Serpong, Kompas - Peringkat keselamatan dan keamanan penggunaan teknologi nuklir untuk riset di Indonesia pada 2008 ditetapkan sebesar 85 persen. Selama satu tahun berikutnya berhasil ditingkatkan mencapai 100 persen sesuai standar yang dipakai.
”Pada 2008 masih memiliki penilaian kekurangan pada pemanfaatan lampu dan instalasinya. Penilaian lainnya, seperti pada kondisi lantai yang licin, sehingga harus diperbaiki,” kata Deputi Bidang Pendayagunaan Hasil Penelitian dan Pengembangan dan Pemasyarakatan Iptek Nuklir pada Badan Tenaga Nuklir Nasional (Batan) Taswanda Taryo, Senin (11/10), pada konferensi pers Peer Review Forum for Nuclear Cooperation in Asia-Safety Management System (FNCA SMS) 2010 di Serpong, Tangerang.
Penilaian tersebut dilakukan FNCA SMS untuk operasional reaktor nuklir di Yogyakarta, Bandung, dan Serpong.
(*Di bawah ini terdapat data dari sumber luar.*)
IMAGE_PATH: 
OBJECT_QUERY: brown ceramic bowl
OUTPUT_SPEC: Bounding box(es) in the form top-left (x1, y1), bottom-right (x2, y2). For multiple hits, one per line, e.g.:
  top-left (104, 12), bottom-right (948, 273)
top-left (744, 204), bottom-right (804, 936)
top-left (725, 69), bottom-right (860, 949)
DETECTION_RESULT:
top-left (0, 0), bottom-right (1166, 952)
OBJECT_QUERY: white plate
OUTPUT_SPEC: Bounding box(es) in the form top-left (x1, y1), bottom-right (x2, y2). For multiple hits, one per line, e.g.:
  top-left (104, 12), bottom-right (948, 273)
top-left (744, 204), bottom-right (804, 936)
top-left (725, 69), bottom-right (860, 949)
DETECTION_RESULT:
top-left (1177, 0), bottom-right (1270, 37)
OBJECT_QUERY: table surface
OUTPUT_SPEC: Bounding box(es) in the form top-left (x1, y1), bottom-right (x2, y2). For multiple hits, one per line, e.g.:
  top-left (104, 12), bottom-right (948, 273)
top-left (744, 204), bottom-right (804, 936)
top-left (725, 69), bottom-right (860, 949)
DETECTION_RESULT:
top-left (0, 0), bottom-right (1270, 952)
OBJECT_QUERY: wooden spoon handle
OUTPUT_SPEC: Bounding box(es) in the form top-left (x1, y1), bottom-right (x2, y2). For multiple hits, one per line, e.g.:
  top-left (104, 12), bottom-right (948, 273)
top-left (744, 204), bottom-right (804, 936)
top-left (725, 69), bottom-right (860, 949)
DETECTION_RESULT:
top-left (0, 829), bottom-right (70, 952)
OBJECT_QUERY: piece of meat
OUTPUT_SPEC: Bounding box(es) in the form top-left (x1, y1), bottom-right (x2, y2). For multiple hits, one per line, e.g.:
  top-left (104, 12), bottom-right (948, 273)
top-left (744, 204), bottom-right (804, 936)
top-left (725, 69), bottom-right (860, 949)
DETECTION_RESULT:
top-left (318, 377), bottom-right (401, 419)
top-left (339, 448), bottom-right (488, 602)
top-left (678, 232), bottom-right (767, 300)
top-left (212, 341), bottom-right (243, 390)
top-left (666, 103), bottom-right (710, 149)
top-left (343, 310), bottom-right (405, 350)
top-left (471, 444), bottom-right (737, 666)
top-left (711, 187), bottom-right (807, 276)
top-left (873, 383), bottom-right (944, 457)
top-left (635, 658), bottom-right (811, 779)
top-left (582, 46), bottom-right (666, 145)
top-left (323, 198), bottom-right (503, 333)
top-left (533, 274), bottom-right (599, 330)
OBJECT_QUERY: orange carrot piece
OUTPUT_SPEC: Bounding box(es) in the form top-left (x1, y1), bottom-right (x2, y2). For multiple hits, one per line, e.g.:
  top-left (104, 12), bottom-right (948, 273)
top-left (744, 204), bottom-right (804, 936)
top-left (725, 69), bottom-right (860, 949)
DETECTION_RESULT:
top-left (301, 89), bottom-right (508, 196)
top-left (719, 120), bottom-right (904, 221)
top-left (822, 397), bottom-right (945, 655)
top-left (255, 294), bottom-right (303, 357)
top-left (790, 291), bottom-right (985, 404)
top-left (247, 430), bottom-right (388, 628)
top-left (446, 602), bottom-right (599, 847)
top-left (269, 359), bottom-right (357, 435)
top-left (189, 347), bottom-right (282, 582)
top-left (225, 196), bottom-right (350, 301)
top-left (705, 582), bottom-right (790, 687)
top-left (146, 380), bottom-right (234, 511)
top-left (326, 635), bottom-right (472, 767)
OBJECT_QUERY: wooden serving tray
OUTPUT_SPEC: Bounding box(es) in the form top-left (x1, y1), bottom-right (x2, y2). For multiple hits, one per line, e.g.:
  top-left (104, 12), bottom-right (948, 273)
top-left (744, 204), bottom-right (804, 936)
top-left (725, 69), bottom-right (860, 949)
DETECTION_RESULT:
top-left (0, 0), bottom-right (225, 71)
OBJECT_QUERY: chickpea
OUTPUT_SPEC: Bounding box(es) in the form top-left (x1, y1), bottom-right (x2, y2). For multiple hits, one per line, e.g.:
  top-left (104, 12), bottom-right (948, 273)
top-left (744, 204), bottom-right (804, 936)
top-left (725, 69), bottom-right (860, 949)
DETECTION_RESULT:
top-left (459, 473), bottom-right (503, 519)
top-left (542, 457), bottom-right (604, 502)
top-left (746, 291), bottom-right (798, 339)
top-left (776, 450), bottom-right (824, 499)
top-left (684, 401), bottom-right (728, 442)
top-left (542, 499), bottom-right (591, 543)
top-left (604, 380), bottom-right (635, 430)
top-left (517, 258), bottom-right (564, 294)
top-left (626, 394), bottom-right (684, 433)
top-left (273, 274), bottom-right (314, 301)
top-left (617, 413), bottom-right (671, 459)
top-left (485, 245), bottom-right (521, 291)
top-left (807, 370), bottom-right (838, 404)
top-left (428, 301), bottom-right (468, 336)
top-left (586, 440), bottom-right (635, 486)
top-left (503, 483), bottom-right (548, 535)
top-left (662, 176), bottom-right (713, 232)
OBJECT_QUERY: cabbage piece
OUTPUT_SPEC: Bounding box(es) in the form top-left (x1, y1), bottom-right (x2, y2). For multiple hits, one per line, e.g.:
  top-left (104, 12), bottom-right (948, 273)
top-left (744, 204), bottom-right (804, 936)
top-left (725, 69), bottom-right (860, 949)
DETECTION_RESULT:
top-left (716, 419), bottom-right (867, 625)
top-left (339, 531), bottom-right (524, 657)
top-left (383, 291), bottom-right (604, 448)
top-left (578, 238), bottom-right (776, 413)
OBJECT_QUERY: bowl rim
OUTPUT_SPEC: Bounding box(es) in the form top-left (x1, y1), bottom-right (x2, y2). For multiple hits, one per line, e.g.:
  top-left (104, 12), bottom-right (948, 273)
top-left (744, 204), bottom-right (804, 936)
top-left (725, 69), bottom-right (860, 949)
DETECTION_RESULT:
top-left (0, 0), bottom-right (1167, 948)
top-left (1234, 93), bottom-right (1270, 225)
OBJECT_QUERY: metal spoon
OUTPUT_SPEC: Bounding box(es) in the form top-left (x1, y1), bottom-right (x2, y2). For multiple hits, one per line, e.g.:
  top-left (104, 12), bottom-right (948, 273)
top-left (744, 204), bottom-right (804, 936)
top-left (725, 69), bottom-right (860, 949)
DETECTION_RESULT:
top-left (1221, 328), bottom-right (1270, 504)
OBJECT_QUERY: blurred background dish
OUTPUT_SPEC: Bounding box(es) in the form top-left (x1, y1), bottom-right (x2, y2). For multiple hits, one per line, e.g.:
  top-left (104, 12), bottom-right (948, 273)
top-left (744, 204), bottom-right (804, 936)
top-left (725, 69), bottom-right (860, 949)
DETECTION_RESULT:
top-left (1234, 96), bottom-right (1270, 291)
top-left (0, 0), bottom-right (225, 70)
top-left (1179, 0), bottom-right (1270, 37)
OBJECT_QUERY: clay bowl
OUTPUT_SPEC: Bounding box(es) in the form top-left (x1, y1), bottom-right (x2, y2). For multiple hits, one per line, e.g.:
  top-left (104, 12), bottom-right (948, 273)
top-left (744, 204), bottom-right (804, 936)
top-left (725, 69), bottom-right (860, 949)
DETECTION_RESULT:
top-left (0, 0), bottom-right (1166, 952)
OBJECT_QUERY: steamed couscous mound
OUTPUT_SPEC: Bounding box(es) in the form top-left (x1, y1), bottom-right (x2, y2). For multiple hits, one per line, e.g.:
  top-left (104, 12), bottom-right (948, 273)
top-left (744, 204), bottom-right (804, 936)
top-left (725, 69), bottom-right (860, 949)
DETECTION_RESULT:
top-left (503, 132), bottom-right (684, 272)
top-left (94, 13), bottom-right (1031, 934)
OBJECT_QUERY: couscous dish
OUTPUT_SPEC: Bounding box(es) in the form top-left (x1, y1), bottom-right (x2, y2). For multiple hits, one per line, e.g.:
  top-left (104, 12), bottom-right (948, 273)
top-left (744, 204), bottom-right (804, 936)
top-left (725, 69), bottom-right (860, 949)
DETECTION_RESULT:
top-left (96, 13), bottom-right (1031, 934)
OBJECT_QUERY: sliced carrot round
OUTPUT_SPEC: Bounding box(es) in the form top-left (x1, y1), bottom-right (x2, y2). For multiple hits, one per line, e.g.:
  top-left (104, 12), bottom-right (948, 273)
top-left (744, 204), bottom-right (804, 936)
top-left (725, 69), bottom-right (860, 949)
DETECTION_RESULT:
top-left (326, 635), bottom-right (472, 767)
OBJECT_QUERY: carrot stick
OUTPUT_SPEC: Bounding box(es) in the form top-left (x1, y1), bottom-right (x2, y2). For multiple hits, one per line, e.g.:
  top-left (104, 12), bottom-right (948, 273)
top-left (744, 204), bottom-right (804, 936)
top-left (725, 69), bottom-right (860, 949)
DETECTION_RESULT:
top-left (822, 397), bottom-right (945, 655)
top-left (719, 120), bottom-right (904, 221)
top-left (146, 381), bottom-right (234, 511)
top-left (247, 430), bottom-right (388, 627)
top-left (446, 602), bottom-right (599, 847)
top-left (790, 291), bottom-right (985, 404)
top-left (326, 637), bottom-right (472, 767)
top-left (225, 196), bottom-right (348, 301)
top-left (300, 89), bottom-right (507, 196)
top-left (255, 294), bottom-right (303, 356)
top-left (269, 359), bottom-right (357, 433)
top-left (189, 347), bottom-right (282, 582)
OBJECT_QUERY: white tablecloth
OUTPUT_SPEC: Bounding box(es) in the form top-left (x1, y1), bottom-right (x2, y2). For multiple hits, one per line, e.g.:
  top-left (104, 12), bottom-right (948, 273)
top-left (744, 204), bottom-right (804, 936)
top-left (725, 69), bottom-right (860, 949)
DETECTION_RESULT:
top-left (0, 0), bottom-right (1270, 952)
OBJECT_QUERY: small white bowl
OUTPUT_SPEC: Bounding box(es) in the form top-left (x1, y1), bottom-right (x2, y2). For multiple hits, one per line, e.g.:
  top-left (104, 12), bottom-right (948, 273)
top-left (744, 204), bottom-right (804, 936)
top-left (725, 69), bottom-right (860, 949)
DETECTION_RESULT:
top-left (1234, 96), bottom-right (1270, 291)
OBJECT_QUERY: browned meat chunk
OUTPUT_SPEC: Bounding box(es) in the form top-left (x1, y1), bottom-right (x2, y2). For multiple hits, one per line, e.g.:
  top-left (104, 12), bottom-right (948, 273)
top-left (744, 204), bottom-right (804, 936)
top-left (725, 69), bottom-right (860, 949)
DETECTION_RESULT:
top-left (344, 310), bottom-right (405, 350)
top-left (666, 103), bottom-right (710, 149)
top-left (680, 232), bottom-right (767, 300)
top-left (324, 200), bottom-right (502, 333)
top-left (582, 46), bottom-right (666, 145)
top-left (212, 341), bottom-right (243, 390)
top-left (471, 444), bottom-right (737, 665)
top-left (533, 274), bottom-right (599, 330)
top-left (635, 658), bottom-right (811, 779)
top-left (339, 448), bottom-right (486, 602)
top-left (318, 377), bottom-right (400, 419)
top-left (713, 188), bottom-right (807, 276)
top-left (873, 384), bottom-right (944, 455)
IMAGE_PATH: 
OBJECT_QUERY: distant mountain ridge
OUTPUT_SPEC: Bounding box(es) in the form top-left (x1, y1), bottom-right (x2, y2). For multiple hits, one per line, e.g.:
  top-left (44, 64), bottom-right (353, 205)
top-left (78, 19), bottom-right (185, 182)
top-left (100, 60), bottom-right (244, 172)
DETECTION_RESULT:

Ketiganya merupakan reaktor riset yang juga dimanfaatkan untuk memproduksi radioisotop.
Reaktor nuklir di Yogyakarta memiliki kapasitas daya listrik sampai 250 kilowatt, di Bandung mencapai 1.000 kilowatt, sedangkan di Serpong mencapai 30.000 kilowatt. Menurut Taswanda, keikutsertaan Indonesia dalam FNCA SMS berhasil meningkatkan standar-standar keselamatan dan keamanan operasionalisasi nuklir.
Sesi pertemuan FNCA SMS di Serpong diikuti perwakilan 10 negara, meliputi Australia, Banglades, China, Indonesia, Jepang, Korea, Malaysia, Filipina, Thailand, dan Vietnam.
Basil Ellis, selaku Senior Safety and Reliability Adviser, Systems Safety and Reliability, Australian Nuclear Science and Technology Organisation (ANSTO), mengatakan, Indonesia telah melaksanakan standar-standar keselamatan dan keamanan penggunaan teknologi nuklir.
Pemanfaatan
Untuk menuju pemanfaatan teknologi nuklir sebagai pembangkit listrik, Indonesia masih memiliki kendala penerimaan publik. Rencana kepemilikan dan operator produksi pembangkit listrik tenaga nuklir (PLTN) yang pernah dicanangkan mencapai empat reaktor—masing-masing berkapasitas 1.500 megawatt—sampai saat ini belum jelas.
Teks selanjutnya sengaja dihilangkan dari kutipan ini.